Uber operates a global ride-hailing, food delivery, and freight platform across more than 70 countries. At peak, thousands of trips are being coordinated simultaneously, each generating a continuous stream of GPS updates, payment events, and state changes from driver and rider applications. That volume, combined with strict latency requirements for matching and pricing, pushed Uber toward an event-driven architecture early in its growth.

Kafka was adopted in early 2015, beginning with a small cluster in a single region. Within a year, the platform was auditing approximately one trillion messages per day. By 2021, that figure had grown to trillions, and the team had built a suite of internal tools - uReplicator, Chaperone, uForwarder, and uGroup - on top of it. The timeline below traces the major milestones.

Timeline

Date	Milestone
Early 2015	Kafka adopted; small cluster in one region
November 2015	uReplicator deployed to production
January 2016	Chaperone auditing approximately 1 trillion messages per day
August 2016	uReplicator open-sourced
December 2016	Chaperone blog post published
June 2017	Hadoop Summit: real-time infrastructure scaled to trillions of events per day
February 2018	Dead letter queue / reliable reprocessing blog post published
March 2019	DBEvents CDC framework blog post published
April 2019	Kafka Summit SF: Kafka Cluster Federation and multi-region disaster recovery
January 2020	Kappa architecture blog post published
December 2020	Multi-region Kafka disaster recovery blog post published
August 2021	Consumer Proxy blog published; 200,000 partitions, 12 million messages per second
September 2021	Exactly-once ad event processing blog published
October 2021	uGroup consumer management framework blog published
2022-2023	Kafka tiered storage deployed to production workloads
April 2024	Kafka Summit London: Exactly-Once Stream Processing at Scale at Uber
July 2024	Kafka tiered storage blog published
February 2026	uForwarder open-sourced; 1,000+ consumer services onboarded

Uber’s Kafka use cases

Kafka underpins real-time operations across Uber’s core products and its internal data platform.
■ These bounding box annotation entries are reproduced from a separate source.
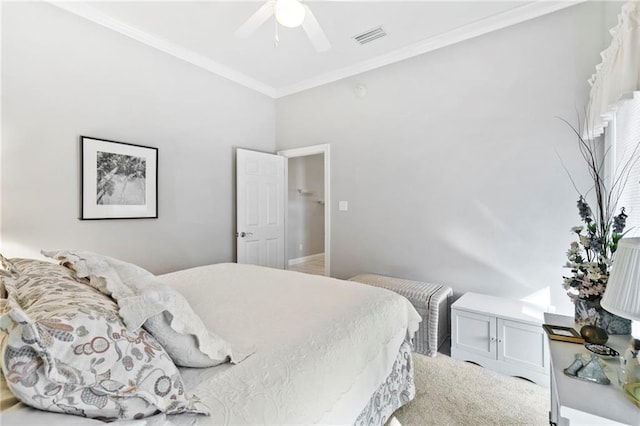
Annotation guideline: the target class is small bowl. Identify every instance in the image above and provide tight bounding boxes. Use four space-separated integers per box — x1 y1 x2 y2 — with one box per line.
584 343 620 359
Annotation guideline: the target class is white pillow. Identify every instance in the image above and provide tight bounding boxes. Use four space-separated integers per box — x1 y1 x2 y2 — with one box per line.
42 250 246 367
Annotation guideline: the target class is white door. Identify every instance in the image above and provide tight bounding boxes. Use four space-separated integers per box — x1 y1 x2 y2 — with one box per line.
236 149 285 269
451 309 497 360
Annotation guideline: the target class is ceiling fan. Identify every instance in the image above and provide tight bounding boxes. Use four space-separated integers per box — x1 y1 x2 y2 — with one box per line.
235 0 331 52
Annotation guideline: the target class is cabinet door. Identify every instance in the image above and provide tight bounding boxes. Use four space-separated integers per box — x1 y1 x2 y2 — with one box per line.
451 309 497 359
498 318 549 373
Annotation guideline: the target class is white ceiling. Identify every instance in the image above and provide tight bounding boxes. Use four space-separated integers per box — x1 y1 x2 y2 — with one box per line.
52 0 580 98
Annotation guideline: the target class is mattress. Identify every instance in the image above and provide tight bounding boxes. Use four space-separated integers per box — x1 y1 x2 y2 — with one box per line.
2 263 420 426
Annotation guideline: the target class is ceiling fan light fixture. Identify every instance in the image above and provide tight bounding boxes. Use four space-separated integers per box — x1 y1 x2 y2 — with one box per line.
274 0 305 28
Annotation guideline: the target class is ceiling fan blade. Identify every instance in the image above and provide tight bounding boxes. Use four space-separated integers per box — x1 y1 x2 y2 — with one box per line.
302 5 331 52
235 0 276 38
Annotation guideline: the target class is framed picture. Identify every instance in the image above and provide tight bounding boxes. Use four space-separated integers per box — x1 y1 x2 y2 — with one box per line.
80 136 158 220
542 324 584 343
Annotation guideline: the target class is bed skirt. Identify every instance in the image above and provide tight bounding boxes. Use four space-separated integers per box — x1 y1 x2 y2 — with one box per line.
355 341 416 426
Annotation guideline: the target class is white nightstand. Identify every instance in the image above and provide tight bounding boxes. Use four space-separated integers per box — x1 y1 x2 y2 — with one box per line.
544 313 640 426
451 293 549 386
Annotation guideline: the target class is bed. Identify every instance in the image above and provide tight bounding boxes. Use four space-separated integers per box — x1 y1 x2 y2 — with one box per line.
0 252 420 426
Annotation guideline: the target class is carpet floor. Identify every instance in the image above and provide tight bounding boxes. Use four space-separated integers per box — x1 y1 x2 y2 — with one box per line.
388 353 550 426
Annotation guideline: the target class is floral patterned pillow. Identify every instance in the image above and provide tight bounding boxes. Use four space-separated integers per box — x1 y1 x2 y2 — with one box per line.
0 266 208 420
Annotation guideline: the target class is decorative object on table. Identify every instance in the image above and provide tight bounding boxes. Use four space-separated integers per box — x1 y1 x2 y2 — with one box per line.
564 353 611 385
584 343 620 359
602 238 640 407
619 339 640 407
542 324 584 344
563 120 640 334
580 325 609 345
80 136 158 220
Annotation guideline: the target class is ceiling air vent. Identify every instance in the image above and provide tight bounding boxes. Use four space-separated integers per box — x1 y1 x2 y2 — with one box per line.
353 27 387 44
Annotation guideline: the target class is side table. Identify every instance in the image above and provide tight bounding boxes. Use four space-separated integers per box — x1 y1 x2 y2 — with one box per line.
544 313 640 426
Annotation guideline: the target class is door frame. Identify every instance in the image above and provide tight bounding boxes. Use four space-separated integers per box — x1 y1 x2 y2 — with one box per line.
278 144 331 277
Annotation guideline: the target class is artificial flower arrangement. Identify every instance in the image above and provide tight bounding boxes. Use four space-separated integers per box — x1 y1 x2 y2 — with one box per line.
563 120 640 303
563 196 627 302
The use cases below span multiple engineering teams and reflect how the system has expanded from transport to advertising and insurance.

Rider-driver matching and surge pricing

GPS location events from rider and driver applications flow into Kafka, where stream processing jobs analyse supply and demand in near real-time. The same event streams power dynamic pricing, which updates fares every few seconds. UberEats ETAs are also calculated from Kafka-sourced event streams. These pipelines operate with strict latency targets: the platform targets API latency below 5ms and 99.99% availability.

Fraud detection

Streaming analysis of transaction and session events runs continuously to identify fraud patterns. Bot detection and rider session analytics feed into similar pipelines.

Change data capture

The DBEvents framework reads MySQL binary logs via an internal tool called StorageTapper and streams change events into Kafka. Cassandra CDC events follow the same path. Downstream, these events land in Uber’s Hadoop data lake via Apache Hudi, which supports upsert-capable writes for incremental updates.

Ad event processing

Impressions and clicks from UberEats advertising flow through a Kafka pipeline that handles ad pacing, budget management, and customer billing. This pipeline operates with exactly-once guarantees, described in more detail under Special techniques below.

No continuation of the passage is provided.